Son otros tiempos, por fin. Un espacio para la maestría personal.
Ya no es tiempo de contemplaciones. Se agotó el modelo.
Durante decenios, varias generaciones han estado convenciéndose unas tras otras de lo importante que es el trabajo de uno, la carrera de uno, la labor de uno, uniendo a esa relevancia un valor medido en euros, dólares o yuanes.
Todos nos hemos inquietado alguna vez ante la perspectiva de acercarnos a una fiesta, un evento social, en el que prácticamente lo primero que nos preguntan es ¿a qué te dedicas?, lo cual, de inmediato, sabemos nos colocará directamente en la categoría correspondiente de nuestro interlocutor:
Soy responsable comercial. (Ah, este es un vendedor, cuidado).
Trabajo en Recursos Humanos. (Vaya, otro administrativo que no sabe vender).
Hago la contabilidad de mi empresa. (¿Y ahora de qué hablo yo con éste?).
Démonos ya cuenta: Las más de las veces, ni siquiera hemos escogido el camino profesional que transitamos.
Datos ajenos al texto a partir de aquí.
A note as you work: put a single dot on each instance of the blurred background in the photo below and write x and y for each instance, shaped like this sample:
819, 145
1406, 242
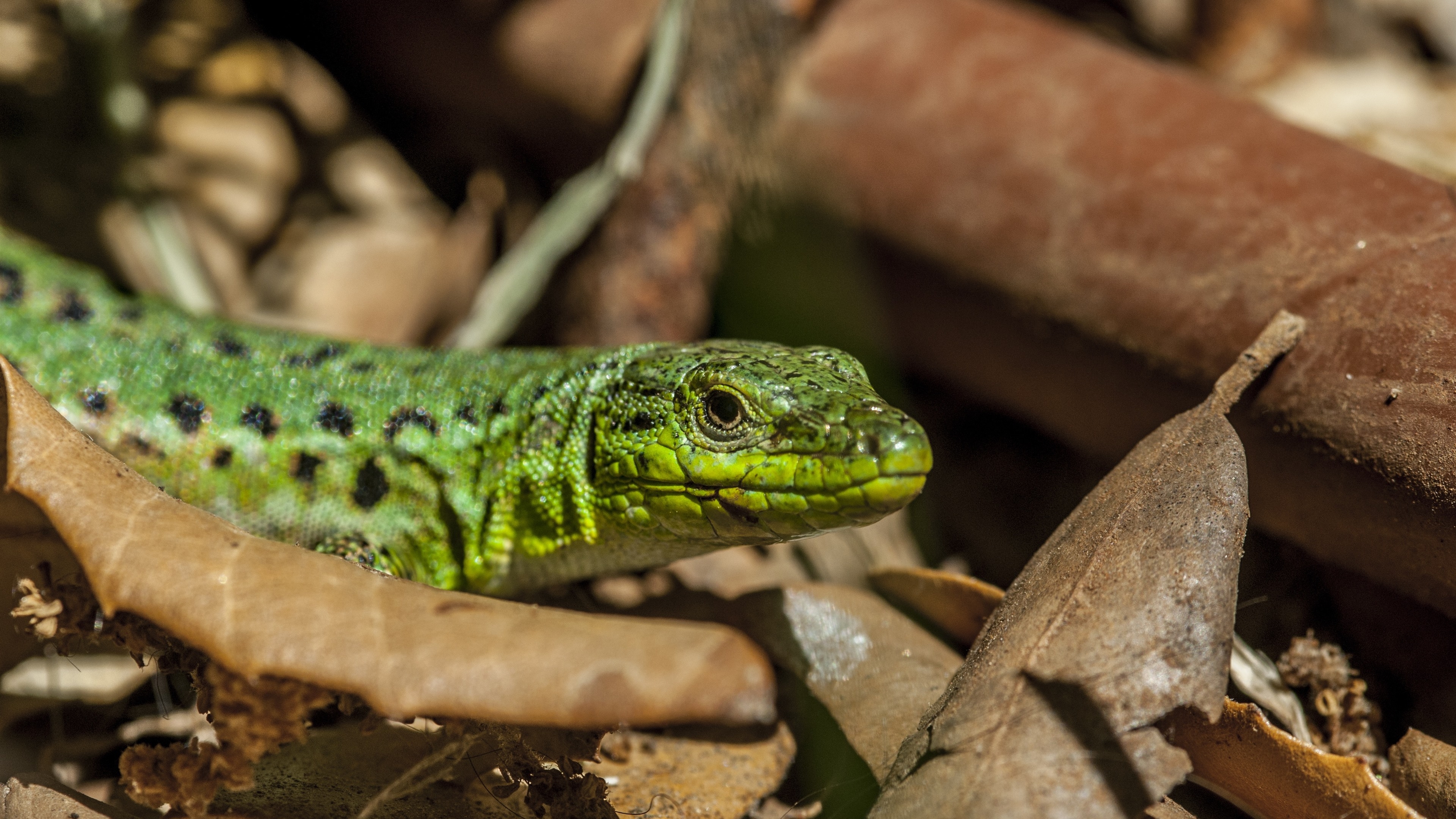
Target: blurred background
357, 169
O lo han decidido por nosotros (‘hijo, estudia una carrera con salida‘ o ‘quédate ahí a ver si te hacen fijo‘) o nos ha escogido esa profesión a nosotros (‘es que no hay nada de lo mío‘).
Sin embargo, el duro despertar de los últimos años nos está sacudiendo de nuestro letargo y el espejismo de la regularidad, la seguridad, la certeza, lo predecible que desde la Segunda Guerra Mundial embotaba nuestra creatividad y nos engullía en el embudo de lo socialmente aceptable.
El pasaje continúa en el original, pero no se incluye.